Frontal Lobe Dysfunction in Unilateral Lenticulostriate Infarcts: Prominent Role of Cortical Lesions

Author Affiliations

From the Departments of Neurology (Drs Godefroy, Leys, and Destée), Neurological Rehabilitation (Dr Rousseaux), and Neuroradiology (Dr Pruvo), University Hospital, Lille, France; and Department of Neurology, Free University Hospital, Amsterdam, the Netherlands (Dr Scheltens).
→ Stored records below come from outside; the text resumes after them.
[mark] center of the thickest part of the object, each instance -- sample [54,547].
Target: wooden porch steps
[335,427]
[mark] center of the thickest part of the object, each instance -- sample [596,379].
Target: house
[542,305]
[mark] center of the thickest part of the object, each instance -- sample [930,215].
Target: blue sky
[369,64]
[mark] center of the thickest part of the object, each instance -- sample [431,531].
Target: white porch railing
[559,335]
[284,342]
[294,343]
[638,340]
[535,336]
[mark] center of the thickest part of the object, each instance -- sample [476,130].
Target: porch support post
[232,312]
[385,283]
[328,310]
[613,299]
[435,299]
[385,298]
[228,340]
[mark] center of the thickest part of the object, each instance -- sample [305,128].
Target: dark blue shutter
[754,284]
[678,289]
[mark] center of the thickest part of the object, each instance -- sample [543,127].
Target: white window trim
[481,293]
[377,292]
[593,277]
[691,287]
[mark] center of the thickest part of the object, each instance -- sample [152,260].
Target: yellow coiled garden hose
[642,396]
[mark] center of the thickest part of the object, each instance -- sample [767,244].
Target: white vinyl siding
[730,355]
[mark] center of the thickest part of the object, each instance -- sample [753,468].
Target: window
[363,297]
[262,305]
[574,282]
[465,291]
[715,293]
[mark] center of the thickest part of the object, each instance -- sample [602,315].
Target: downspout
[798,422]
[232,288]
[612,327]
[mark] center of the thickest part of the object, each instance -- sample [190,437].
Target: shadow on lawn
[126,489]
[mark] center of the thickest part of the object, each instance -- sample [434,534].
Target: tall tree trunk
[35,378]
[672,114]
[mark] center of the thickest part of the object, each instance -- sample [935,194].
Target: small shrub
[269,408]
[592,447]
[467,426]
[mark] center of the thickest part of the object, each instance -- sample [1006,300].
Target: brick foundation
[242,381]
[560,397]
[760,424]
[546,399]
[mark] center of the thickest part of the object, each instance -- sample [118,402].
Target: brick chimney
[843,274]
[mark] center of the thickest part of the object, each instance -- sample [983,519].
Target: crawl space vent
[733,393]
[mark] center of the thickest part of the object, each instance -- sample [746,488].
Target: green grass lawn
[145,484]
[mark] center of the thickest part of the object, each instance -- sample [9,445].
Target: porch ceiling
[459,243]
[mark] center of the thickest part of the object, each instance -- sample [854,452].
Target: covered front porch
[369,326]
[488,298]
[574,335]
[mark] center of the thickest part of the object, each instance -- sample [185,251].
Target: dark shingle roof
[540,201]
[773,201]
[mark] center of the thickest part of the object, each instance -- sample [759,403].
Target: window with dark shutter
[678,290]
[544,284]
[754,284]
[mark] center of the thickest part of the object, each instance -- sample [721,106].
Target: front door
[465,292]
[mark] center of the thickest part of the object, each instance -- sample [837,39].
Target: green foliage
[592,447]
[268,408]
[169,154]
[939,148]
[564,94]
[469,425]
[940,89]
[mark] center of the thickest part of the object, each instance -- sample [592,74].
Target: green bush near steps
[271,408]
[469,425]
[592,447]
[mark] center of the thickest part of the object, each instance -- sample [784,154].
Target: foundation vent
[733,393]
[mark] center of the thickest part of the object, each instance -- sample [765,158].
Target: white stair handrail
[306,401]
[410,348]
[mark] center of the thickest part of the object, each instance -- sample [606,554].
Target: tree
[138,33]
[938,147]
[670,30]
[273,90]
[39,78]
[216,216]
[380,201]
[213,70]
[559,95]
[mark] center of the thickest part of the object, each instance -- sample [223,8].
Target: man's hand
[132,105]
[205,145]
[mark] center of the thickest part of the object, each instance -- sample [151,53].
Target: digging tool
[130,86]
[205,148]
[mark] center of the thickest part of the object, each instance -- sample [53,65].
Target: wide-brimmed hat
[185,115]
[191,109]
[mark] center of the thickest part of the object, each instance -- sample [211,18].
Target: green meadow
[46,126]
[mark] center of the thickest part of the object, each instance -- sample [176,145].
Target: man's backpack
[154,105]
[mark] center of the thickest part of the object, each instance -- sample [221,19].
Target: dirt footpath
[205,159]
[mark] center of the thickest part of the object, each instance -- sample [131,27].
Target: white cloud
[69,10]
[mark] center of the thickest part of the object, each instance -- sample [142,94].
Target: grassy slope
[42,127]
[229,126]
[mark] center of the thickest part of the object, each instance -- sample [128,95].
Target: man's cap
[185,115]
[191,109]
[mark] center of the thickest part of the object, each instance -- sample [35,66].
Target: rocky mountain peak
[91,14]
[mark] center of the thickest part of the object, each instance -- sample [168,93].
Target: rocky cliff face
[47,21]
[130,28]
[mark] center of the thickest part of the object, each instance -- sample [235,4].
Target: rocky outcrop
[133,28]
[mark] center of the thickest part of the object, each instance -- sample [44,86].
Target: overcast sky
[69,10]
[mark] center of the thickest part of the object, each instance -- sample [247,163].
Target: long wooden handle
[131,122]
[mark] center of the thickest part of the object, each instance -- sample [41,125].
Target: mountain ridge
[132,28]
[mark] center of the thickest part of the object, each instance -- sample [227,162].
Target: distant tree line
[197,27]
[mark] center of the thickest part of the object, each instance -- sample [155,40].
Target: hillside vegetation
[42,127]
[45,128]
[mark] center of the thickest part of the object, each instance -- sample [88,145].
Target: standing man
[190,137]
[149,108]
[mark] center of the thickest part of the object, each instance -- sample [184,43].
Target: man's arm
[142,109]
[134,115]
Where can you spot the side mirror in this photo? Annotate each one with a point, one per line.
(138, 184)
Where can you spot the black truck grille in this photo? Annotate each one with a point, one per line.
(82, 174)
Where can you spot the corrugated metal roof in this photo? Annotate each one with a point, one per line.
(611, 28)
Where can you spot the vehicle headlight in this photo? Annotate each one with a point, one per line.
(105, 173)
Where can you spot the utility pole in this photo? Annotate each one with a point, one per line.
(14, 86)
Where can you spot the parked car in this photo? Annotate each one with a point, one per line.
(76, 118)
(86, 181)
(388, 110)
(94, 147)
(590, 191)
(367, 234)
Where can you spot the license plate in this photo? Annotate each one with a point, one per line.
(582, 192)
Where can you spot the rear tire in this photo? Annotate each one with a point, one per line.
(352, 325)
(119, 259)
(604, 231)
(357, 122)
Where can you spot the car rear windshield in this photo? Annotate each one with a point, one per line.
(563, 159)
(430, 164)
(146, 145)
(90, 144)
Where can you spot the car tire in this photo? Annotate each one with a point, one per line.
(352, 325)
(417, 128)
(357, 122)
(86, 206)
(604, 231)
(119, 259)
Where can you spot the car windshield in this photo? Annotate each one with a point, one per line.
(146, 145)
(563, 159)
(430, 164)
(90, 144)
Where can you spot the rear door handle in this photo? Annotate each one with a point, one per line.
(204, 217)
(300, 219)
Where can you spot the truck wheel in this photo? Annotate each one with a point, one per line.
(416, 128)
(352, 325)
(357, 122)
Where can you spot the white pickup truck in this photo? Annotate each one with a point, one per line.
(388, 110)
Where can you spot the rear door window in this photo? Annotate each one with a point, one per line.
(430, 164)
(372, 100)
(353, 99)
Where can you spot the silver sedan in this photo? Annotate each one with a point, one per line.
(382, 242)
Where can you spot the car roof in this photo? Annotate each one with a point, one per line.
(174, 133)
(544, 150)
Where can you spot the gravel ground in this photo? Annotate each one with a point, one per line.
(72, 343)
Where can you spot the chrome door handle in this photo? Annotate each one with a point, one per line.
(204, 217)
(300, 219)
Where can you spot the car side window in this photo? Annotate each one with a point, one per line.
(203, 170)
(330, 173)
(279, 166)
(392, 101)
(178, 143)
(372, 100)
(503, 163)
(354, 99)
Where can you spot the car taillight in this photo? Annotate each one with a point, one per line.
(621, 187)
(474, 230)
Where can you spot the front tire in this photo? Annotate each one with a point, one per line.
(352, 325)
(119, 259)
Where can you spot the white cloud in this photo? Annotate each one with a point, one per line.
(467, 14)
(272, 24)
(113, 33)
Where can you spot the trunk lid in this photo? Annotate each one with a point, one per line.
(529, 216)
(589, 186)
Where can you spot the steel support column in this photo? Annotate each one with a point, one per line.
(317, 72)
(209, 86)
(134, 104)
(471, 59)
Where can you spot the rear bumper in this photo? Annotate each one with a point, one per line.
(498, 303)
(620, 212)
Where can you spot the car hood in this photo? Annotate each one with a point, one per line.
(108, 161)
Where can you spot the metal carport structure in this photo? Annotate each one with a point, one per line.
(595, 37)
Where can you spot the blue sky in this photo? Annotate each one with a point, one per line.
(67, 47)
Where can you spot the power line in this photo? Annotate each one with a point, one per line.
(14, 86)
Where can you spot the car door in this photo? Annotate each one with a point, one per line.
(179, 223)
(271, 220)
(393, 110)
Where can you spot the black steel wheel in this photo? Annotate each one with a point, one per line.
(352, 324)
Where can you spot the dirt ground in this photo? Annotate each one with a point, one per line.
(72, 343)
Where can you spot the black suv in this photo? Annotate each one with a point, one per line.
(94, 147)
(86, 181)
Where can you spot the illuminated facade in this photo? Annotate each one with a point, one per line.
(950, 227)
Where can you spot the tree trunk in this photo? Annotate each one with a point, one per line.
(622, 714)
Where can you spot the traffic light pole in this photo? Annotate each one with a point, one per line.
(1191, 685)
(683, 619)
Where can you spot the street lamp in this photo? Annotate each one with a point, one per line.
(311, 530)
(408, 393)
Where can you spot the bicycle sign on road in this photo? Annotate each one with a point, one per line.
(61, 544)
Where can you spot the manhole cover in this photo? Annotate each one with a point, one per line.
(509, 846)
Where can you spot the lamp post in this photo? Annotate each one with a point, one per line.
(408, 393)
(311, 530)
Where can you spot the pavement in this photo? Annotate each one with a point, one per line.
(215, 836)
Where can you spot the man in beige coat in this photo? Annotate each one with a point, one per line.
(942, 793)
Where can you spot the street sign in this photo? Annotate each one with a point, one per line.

Arch Neurol. 1992;49(12):1285-1289. doi:10.1001/archneur.1992.00530360087023

• Most studies on frontal lobe dysfunction (FLD) in patients with striatal lesions did not consider possible associated cortical lesions not seen on computed tomographic scans. To determine the possible role of such cortical lesions, we assessed FLD in 10 patients with unilateral lenticulostriate infarct on computed tomographic scans. Magnetic resonance imaging revealed an associated cortical infarct not seen on computed tomographic scans in four patients. Using a battery of neuropsychological tests sensitive to FLD, we found that (1) the crossed tapping test was the only FLD test significantly disturbed in patients with pure unilateral lenticulostriate infarcts, (2) FLD was only present in patients with associated cortical infarct, and (3) caudate lesions only account for the number of echopraxic errors in the crossed tapping test. We conclude that unilateral isolated lenticulostriate infarcts might not lead to FLD, even though they may disturb the development of strategies involved in motor procedural learning.